Yıllar önce Türkiye’den ayrılan bir oyuncunun, bir takım yakışıksız ve imalı sözler ile Fenerbahçe’nin aleyhine konuşması adına ayarlanan röportaj bugün yine Hürriyet gazetesinin manşetinde yer almıştır.

Kamuoyunun dikkatine sunmak istediğimiz husus; söz konusu röportajın İstanbul ve Taşra baskısı arasındaki farklar ve farklılıklardır.

Röportajın taşra baskında yer alan ancak şehir baskısından çıkarılan Romanya’da yaşayan ve Galatasaray ile ilgili her fotoğrafta kendine yer bulan Tamer Atalay’ın, Lutfi Arıboğan ve Mehmet Aslan ile olan ilişkisi tarafımızdan tesadüf olarak nitelendirilemeyecek boyuttadır.

Zira bu şahsın İstanbul baskısından kaçırılma sebebi de bu ilişkiler yumağıdır.

Fenerbahçe Spor Kulübü olarak, bu kirli tezgahı kuranları biliyor ve bu çirkinlik içinde yer alan her isme ve her kuruma karşı ayrı ayrı hukuki ve cezai takibata geçeceğimizi deklare ediyoruz.

Kanaatimizce, son zamanlarda, bütünlülük ve devamlılık arz eden Fenerbahçe’ye yönelik bu haberlerin amacı açıktır. Murad edilen husus; Fenerbahçe’nin adil ve yeniden yargılanma yolunun kesilmesidir.

Zira, ismi geçen şahıslar ve temsil ettikleri zihniyet çok iyi bilmekte ve bu nedenle korkmaktadırlar ki adil ve yeniden yargılanma yolunda verilecek bir kararda artık yargılanan yalnızca Fenerbahçe olmayacaktır.

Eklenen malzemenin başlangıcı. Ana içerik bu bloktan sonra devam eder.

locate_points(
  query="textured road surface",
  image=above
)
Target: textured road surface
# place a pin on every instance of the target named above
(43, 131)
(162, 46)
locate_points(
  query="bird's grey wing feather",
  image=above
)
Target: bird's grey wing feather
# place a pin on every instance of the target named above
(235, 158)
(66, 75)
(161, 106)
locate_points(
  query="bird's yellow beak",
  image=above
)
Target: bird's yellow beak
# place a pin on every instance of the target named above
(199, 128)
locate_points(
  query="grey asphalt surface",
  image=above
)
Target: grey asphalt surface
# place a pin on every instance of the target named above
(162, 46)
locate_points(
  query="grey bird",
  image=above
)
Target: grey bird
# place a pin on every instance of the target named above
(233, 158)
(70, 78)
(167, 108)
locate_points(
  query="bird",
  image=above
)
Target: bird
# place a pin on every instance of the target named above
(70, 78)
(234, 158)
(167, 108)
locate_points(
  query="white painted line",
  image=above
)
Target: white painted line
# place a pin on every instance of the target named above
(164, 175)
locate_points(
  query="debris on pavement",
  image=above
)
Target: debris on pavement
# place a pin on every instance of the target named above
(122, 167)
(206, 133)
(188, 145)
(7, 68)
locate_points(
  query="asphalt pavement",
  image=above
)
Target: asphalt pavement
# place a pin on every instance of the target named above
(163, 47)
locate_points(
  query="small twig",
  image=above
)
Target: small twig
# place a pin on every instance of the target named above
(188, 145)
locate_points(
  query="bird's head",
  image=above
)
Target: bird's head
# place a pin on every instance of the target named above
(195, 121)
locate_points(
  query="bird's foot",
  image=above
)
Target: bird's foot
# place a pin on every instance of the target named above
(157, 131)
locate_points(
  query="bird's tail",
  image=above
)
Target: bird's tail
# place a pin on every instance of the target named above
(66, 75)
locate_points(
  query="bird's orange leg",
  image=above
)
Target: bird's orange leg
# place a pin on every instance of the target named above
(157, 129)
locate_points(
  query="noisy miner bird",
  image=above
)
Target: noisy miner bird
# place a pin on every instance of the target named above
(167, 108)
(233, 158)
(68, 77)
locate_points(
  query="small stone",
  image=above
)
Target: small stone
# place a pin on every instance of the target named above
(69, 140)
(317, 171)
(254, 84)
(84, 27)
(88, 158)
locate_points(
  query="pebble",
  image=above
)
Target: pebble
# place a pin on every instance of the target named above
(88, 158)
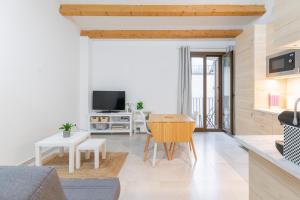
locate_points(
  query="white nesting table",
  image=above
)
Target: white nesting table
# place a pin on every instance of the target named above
(59, 141)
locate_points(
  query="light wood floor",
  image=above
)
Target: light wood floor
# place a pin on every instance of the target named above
(220, 173)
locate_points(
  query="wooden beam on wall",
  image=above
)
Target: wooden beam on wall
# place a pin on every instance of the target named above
(159, 34)
(160, 10)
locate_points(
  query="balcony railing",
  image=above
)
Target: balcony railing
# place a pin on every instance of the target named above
(198, 112)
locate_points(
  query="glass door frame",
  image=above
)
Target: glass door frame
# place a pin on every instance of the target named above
(204, 55)
(232, 95)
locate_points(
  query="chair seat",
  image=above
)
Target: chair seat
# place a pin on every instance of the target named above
(91, 144)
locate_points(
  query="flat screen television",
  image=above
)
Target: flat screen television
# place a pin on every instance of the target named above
(109, 100)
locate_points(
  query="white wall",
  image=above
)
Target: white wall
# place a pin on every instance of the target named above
(146, 69)
(39, 63)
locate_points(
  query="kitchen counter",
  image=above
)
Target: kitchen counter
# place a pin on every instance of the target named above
(270, 111)
(271, 177)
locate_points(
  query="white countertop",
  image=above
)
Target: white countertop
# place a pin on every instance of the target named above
(264, 145)
(271, 111)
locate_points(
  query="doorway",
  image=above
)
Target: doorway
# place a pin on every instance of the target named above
(211, 91)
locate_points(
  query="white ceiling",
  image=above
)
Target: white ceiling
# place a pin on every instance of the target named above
(161, 22)
(166, 22)
(167, 1)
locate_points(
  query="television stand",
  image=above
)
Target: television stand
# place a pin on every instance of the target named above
(110, 122)
(109, 111)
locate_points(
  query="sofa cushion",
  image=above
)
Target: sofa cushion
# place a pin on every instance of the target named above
(92, 189)
(30, 183)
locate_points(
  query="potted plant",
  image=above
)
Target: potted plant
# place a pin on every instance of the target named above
(67, 129)
(140, 105)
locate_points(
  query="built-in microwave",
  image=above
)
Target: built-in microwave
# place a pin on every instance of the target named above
(283, 64)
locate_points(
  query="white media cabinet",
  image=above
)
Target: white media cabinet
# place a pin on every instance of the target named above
(120, 122)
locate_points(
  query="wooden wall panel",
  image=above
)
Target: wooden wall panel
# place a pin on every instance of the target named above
(160, 10)
(250, 64)
(159, 34)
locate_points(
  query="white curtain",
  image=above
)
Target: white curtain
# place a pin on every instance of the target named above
(184, 102)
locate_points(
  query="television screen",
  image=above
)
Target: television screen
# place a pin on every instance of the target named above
(108, 100)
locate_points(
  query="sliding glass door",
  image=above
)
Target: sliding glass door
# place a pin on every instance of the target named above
(206, 91)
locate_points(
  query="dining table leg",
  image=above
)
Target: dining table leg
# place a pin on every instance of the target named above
(71, 158)
(166, 150)
(37, 156)
(173, 151)
(154, 154)
(193, 148)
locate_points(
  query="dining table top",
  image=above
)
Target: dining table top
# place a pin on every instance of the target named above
(170, 118)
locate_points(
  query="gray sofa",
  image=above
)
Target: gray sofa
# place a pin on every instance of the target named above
(42, 183)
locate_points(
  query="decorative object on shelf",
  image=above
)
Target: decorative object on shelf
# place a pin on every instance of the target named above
(140, 105)
(110, 123)
(129, 107)
(104, 119)
(274, 101)
(94, 119)
(279, 146)
(67, 127)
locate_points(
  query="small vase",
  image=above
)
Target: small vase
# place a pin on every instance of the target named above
(66, 134)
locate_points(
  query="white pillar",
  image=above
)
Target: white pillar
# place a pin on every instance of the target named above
(84, 83)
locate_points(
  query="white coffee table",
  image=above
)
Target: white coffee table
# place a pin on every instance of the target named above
(59, 141)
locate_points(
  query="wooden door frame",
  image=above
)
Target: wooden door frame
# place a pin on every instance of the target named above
(232, 95)
(220, 78)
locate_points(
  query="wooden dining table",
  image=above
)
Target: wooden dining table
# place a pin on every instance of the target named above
(171, 129)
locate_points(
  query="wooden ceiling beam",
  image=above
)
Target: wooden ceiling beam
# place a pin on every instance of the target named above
(159, 34)
(160, 10)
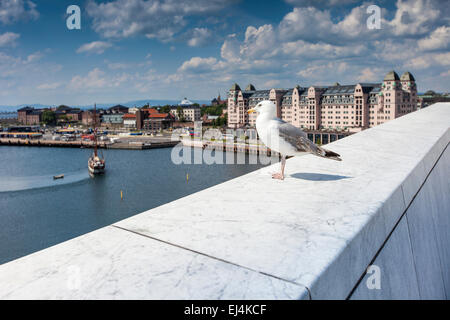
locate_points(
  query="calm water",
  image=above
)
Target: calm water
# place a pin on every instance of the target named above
(37, 212)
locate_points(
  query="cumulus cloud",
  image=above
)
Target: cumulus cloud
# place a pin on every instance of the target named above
(438, 39)
(160, 19)
(199, 37)
(319, 3)
(49, 86)
(97, 47)
(308, 44)
(17, 10)
(8, 39)
(198, 64)
(97, 79)
(417, 17)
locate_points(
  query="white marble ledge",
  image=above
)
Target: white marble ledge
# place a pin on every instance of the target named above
(319, 228)
(111, 263)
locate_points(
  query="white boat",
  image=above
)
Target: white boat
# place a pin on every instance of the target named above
(96, 164)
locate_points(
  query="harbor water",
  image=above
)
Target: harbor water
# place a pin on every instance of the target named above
(37, 212)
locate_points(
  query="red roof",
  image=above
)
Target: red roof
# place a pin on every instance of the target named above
(158, 115)
(150, 110)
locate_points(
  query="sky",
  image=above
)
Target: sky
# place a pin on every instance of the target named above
(171, 49)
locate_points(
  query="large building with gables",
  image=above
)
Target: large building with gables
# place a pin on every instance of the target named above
(337, 107)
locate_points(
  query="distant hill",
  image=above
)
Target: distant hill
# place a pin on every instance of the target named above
(137, 103)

Bu skandal röportaja imza atan ve attıran tüm sorumlular hakkında Hürriyet gazetesinin tavrının dikkatle takipçisi olacağımızı kamuoyuna bildirmekle birlikte;

Fenerbahçe’nin hassasiyetlerine, halihazırda kesinleşmemiş bir yasal süreçteki adil yargılanma hakkına saygı göstermeyen Hürriyet Gazetesi gibi kişi ve kurumlarla olan ilişkimizi bu tarih itibariyle dondurduğumuzu, bu yöndeki her tür tedbiri gerek re’sen gerekse yasal yollarla uygulayacağımız yönündeki kararlılığımızı tüm Fenerbahçeliler’e duyururuz.